The Editorial Committee of the American Journal of Public Health tried to put a damper on people’s expectations about the vaccines. They wrote in January 1919 that the causative organism of the current influenza was still unknown, and therefore the vaccines being produced had only a chance at being directed at the right target. They noted that vaccines for secondary infections made some sense, but that all the vaccine being produced must be viewed as experimental. Acknowledging the somewhat ad hoc nature vaccine development in the current crisis, they urged that control groups be used with all the vaccines, and that the differences between control and experimental group be minimized, as to risk of exposure, time of exposure during epidemic, and so on (Editorial Committee of the American Journal of Public Health, 1919).
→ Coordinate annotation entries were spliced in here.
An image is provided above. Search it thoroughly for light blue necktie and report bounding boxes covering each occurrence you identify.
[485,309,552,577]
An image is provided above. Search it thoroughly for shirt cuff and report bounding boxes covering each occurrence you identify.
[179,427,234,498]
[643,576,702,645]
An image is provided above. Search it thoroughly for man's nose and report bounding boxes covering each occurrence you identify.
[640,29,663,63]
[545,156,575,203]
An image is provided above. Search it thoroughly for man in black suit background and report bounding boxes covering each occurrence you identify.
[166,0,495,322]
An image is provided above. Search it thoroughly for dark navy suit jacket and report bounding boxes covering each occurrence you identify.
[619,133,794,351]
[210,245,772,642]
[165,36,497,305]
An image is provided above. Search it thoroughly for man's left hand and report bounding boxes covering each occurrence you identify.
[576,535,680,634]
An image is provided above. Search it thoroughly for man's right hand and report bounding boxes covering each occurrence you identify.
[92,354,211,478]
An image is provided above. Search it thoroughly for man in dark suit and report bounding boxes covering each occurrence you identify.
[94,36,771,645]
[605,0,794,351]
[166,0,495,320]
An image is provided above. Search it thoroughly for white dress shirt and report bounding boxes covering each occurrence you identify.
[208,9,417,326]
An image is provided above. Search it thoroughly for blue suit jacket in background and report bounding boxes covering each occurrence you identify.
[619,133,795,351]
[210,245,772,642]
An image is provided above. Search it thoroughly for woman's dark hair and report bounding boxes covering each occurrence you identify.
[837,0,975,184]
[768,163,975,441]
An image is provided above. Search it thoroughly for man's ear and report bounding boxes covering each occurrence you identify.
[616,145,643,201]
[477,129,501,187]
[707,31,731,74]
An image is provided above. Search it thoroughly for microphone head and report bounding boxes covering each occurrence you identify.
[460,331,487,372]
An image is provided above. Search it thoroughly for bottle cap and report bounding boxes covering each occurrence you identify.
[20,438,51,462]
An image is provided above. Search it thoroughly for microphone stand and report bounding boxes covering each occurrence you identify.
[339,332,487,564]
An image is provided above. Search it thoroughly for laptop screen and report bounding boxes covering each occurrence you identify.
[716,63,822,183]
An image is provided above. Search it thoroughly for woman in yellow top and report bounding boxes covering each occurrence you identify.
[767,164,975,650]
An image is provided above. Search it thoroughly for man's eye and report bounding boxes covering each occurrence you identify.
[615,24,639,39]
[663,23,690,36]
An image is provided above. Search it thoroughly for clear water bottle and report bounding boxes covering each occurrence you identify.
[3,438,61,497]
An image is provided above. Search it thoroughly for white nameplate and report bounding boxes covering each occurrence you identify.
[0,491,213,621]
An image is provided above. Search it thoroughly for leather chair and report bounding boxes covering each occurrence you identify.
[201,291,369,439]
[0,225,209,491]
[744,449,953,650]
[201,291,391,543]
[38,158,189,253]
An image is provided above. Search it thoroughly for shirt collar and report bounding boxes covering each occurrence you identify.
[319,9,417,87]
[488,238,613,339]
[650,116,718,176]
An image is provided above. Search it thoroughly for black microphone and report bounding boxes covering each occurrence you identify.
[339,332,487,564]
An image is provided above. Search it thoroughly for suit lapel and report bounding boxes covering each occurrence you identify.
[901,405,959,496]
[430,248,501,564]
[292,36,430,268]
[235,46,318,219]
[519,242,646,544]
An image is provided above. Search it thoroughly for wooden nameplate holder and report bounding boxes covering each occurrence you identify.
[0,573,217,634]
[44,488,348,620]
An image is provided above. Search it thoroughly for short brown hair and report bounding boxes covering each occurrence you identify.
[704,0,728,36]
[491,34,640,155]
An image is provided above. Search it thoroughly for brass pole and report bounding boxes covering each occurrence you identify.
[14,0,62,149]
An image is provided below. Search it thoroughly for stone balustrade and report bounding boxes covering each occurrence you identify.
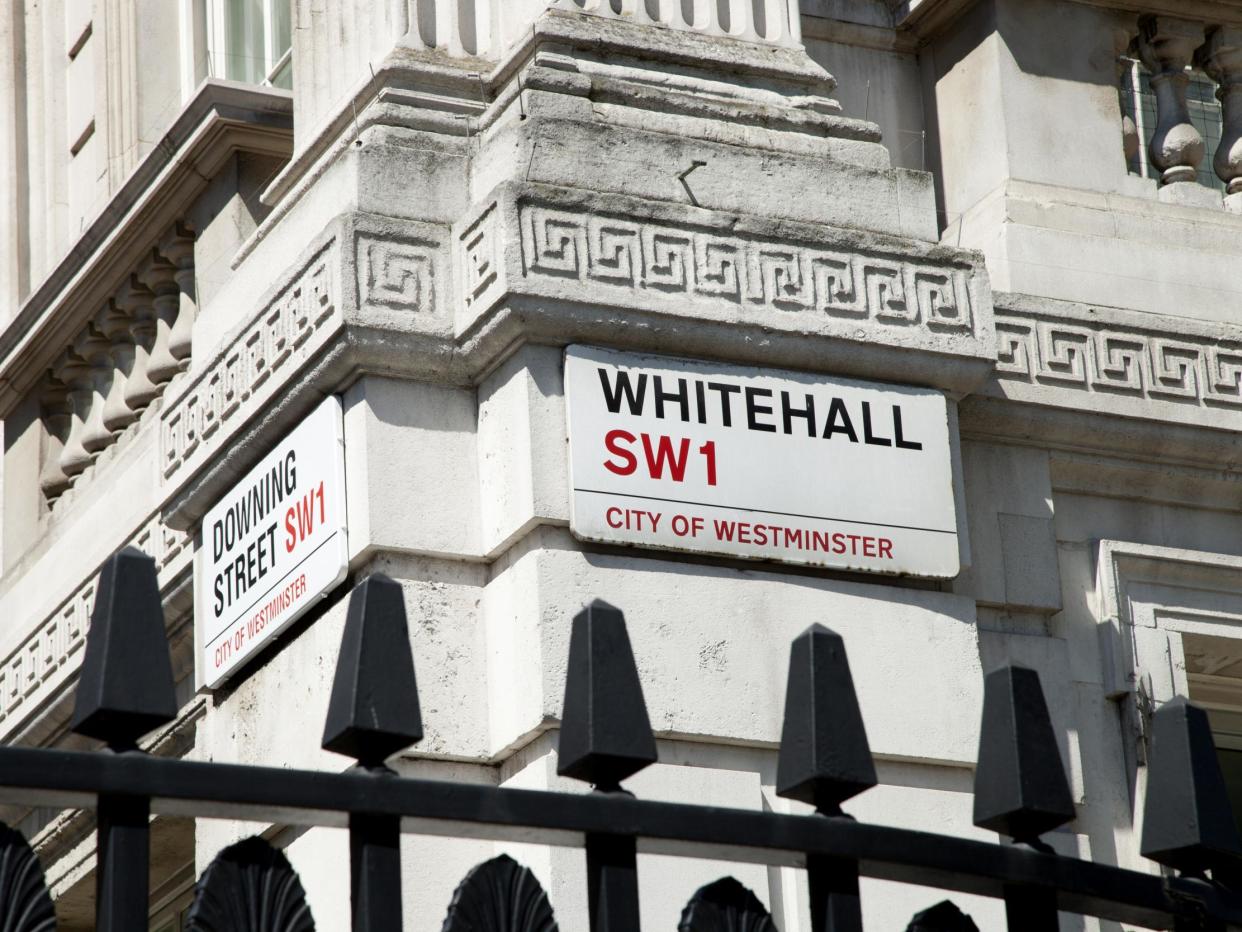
[39,224,196,503]
[551,0,802,46]
[1123,15,1242,211]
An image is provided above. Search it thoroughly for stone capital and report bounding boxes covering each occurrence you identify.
[1135,16,1205,75]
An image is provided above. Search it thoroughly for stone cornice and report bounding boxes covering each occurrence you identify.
[0,81,293,418]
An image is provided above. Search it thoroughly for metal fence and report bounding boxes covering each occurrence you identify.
[0,549,1242,932]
Certainly none of the vaccines described above prevented viral influenza infection – we know now that influenza is caused by a virus, and none of the vaccines protected against it. But were any of them protective against the bacterial infections that developed secondary to influenza? Vaccinologist Stanley A. Plotkin, MD, thinks they were not.
A surprising take away from the diary comments and the historical record is incredible similarity between 1918 and 2020. In 102 years it appears that very, very little has changed in regards to a pandemic response. And that is not encouraging at all.
Even the cause of the global pandemic was similar – global travel. Soldiers who fought in WW II (officially ended in Nov 2018) were traveling back home and are believed to have spread the Spanish Flu more widely.
The virus did not originate in Spain but was first publicized as being in Spain. The Spanish, in fact, called it the French flu.
Summarizes possible impacts to the U.S. and economic issues. CDC is planning for possible school and business closure mandates, summer Olympics could be canceled, and hoping the disease, like many, subsides during warm summer conditions.
The total number of COVID-19 cases climbed above 80,200 as of Tuesday with deaths climbing to at least 2,704.
U.S. firms discouraging or prohibiting travel by employees to affected areas now including China, Italy, South Korea and southeast Asia including Australia.